If it’s fun to do, you’ll get more done in the long run. Both of them also put a fairly heavy emphasis on starting with the apostolic fathers, which makes sense chronologically and in terms of their relevance to New Testament study.
Roger Pearse has the very good idea of prioritizing the Church History of Eusebius. Every scholar’s introduction to pre-Nicene writings or history leans in some way on this primary source, so read it. It will let you know when the scholar is agreeing with or disagreeing with Eusebius. Eventually you will have a better appreciation both for Eusebius and for the secondary sources on church history, if you’re reading both, not just one or the other.
Okay, so here’s where my answer is different. Even though the question is how to study the church fathers, my first piece of advice is to cast your net wider. You will have a better appreciation for the church fathers if you are also reading the New Testament (duh?), the apocrypha, the gnostics, and other stuff. (By the way, there’s a site where you can do that.) That other stuff includes the whole gamut of Judaism and the classics, which is a pretty big reservoir of literature, but there’s no place where you can dip in your toe without some relevance to the rest of it.
How do you manage the complexity and the volume of literature? One thing you can do is to start with the “good” literature instead of just the “good for you” literature. It’s always easier reading things you enjoy! People will vary in their tastes, so I’m not going to have particular recommendations (except to say that the most recognizable post-Nicene fathers are usually well-known for a reason). If you’re finding some reading difficult and slow, you can always put it aside to come back to it later.
Read secondary reference works first. If you’re able to be critical and hold them at arm’s length when you are reading the primary sources, these reference works will give you the sweep of things much more quickly.
- You should get one of those books titled something like “Context” or “Background” of the New Testament. Right now, I’m working through Green and McDonald’s recent The World of the New Testament. It’s mostly applicable to the church fathers too.
- I’m reading Birger A. Pearson’s Ancient Gnosticism at the moment, which is excellent regarding its subject.
- One of those “Second Temple Judaism” books should be in your reach.
- The subjects of Hellenistic Philosophy, Middle Platonism, and religion in the Roman Empire are germane.
- You may want some stuff with a secular approach to late antiquity and the Roman empire. You can also profit from the study of art and archaeology.
- I have never seen a patrology that I didn’t like, so you can go with Pearse’s suggestion of Quasten or you could get something more recent.
But here’s the bottom line…
I could say more, but the question asked for a beginner’s approach to the church fathers, so I’ve said more than enough already. Do you have the kind of background recommended with the first five bullet points above (or maybe you just want to skip to the good stuff)?
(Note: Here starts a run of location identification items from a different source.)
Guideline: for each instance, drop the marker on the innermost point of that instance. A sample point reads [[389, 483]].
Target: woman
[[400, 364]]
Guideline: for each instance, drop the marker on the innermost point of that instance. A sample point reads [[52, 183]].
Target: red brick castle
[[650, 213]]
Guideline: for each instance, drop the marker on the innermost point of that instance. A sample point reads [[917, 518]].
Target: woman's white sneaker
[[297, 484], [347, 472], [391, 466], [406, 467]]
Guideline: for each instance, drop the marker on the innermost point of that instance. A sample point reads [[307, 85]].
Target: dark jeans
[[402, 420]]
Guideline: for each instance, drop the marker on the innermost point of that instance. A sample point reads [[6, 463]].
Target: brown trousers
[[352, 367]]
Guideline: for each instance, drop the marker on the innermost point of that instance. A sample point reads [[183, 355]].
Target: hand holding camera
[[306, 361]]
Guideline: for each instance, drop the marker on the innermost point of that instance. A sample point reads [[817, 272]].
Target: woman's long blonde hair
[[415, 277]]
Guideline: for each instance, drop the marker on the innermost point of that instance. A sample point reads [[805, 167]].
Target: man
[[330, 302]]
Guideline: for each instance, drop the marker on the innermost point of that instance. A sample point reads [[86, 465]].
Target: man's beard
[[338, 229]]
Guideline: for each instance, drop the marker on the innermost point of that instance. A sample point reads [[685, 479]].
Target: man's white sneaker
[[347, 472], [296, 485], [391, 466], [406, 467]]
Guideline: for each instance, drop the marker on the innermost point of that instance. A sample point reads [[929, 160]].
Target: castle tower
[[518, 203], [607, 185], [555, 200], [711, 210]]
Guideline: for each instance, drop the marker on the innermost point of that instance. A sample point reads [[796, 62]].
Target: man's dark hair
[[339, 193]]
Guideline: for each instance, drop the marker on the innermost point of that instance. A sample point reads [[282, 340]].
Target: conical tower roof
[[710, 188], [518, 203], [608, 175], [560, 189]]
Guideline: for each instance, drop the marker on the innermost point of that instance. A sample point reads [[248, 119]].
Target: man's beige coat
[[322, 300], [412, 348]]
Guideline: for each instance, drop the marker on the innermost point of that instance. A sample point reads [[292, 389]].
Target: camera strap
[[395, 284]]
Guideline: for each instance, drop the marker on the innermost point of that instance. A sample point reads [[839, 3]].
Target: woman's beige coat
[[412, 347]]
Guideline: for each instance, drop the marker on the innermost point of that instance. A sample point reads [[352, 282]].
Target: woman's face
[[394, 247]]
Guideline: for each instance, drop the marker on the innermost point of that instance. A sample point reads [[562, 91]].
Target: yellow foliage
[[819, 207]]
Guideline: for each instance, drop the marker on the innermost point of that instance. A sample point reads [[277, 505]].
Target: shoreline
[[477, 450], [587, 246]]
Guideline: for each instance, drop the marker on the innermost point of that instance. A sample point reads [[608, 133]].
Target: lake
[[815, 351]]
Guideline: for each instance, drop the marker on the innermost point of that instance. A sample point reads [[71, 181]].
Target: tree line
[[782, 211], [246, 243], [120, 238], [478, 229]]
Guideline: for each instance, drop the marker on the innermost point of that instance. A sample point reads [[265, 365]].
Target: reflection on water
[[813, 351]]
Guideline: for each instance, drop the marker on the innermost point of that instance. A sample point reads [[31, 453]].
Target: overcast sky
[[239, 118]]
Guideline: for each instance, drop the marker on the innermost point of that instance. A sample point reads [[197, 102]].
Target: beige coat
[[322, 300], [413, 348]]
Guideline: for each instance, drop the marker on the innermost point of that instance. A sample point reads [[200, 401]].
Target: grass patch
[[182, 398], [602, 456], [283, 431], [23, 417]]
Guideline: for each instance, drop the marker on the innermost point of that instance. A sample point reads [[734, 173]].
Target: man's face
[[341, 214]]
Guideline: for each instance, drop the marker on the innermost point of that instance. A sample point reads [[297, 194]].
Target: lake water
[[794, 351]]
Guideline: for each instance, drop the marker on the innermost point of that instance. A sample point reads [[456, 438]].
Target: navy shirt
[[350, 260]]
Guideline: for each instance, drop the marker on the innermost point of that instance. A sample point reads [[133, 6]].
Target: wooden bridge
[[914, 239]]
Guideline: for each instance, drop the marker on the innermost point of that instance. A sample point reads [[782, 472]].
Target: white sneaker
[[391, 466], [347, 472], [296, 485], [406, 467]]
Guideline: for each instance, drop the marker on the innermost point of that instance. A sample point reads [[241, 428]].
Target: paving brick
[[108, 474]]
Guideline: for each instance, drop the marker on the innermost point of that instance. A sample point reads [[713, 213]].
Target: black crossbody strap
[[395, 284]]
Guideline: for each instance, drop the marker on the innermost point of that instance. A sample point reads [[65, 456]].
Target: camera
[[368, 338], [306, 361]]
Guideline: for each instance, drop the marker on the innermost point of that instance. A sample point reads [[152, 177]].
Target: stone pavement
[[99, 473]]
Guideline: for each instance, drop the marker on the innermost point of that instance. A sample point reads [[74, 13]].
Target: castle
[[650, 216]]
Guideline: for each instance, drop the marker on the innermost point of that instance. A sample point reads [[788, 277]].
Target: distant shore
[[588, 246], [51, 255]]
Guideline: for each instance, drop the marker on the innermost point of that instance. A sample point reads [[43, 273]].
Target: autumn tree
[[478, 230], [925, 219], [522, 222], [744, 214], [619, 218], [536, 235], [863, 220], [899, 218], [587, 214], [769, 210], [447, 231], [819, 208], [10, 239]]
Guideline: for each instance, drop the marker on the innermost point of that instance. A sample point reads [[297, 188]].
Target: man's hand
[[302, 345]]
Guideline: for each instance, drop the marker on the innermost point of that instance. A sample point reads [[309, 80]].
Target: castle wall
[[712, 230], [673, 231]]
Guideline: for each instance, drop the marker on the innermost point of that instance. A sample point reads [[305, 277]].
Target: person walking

Then just grab any patrology and a copy of Eusebius’s church history, read through those, and continue reading whatever you like.
Good writeup. You almost make it sound easy. 🙂
Thanks, Paul. 🙂
Good post. I’ve found the church fathers to be extremely rewarding both academically and spiritually.
Thanks, Mike. 🙂
I’m a big fan of Drobner’s The Fathers of the Church: A Comprehensive Introduction as an introductory patrology.